Well, I panicked that I’d cooked my faithful old machine. I also was already unfaithfully wondering – only briefly – how much I might get in scrap for the heavy old bastard. Chastened though, mostly at the thought of a highly invasive repair, which would mean leaning heavily on the esoteric resuscitatory knowledge of my friend old George, and therefore would mean several hours of listening to his beautiful, but highly extensive stories while eating frozen apples from his trees, I went into expediency mode. I used my brain to remember deeply, hitting upon another similarly unpleasant smell memory – the time I nearly cooked my screw gun will drilling massive holes for a stair balcony in San Francisco. Same impossibly thin ellipsis, same electrical stench. I had thought my drill was a goner then, but it wasn’t, and is still going. Maybe there was hope for the jointer.
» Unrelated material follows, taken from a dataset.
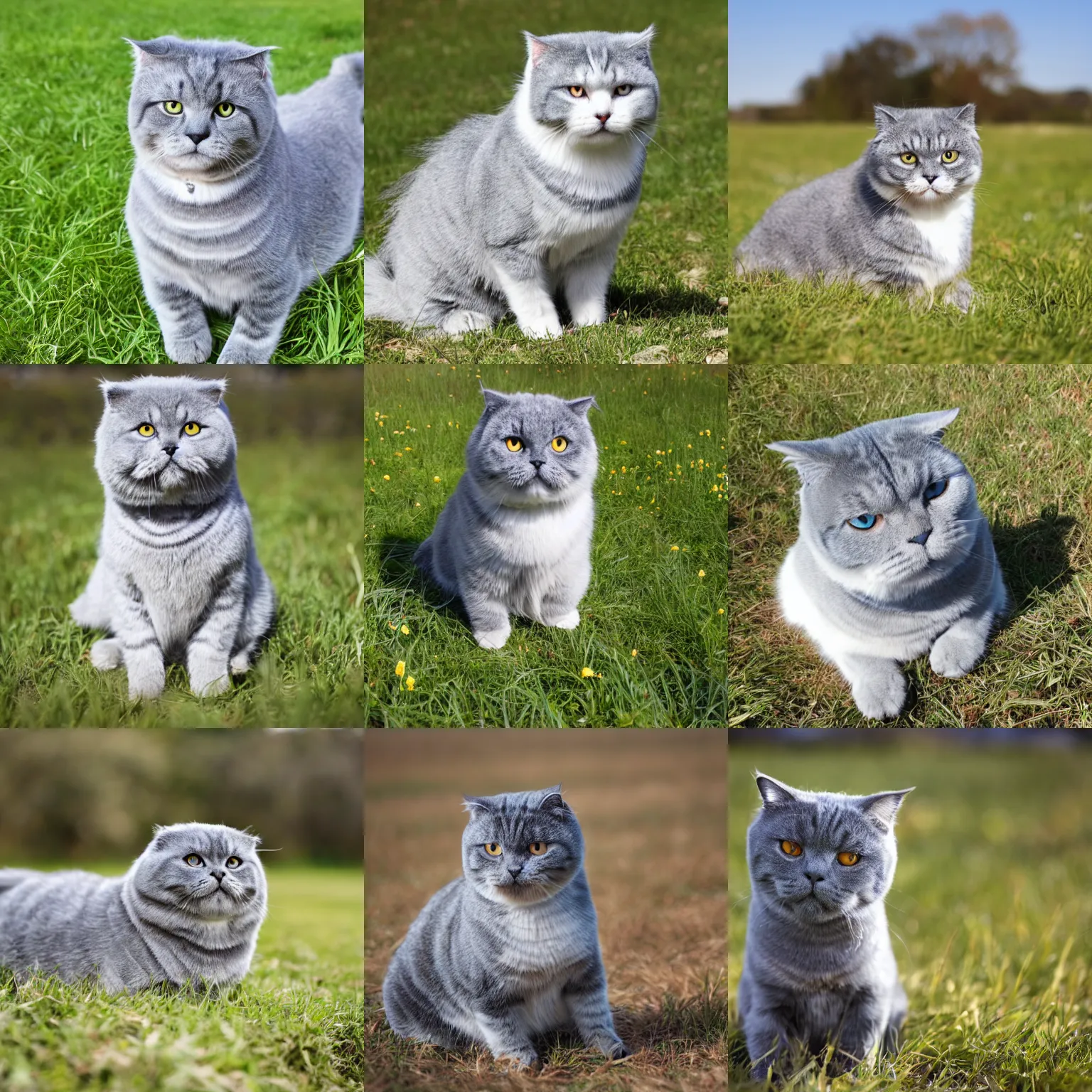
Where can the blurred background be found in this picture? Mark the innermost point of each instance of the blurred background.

So I walked the old machine from the back of the workshop out into the sun – by spinning it from foot to foot like stevedores used to roll barrels of herring across, the thing is too heavy to lift. It was near 55 degrees. Roofs were steaming. An old sodden cedar beam I had picked up from a dairy barn the other day was also steaming. The sky was blue. Chickadees were hitting the seed, the wren the suet. It’s been chilly the last few days, creeping below freezing, but the sun was out and it was time to heal and to eat, to breathe deep. For the jointer, it was time for a sunbath.
And sure enough, a couple hours later, the jointer fired right up. The job – a few bites of a stick of cedar, to get it just right to prop another block, so birdloft’s tireless, sole proprietor wouldn’t have to lean over quite so far – was over in less than a minute.
Nut of story: even if you can stand the cold in the workshop, some of your machinery might like a little warmth.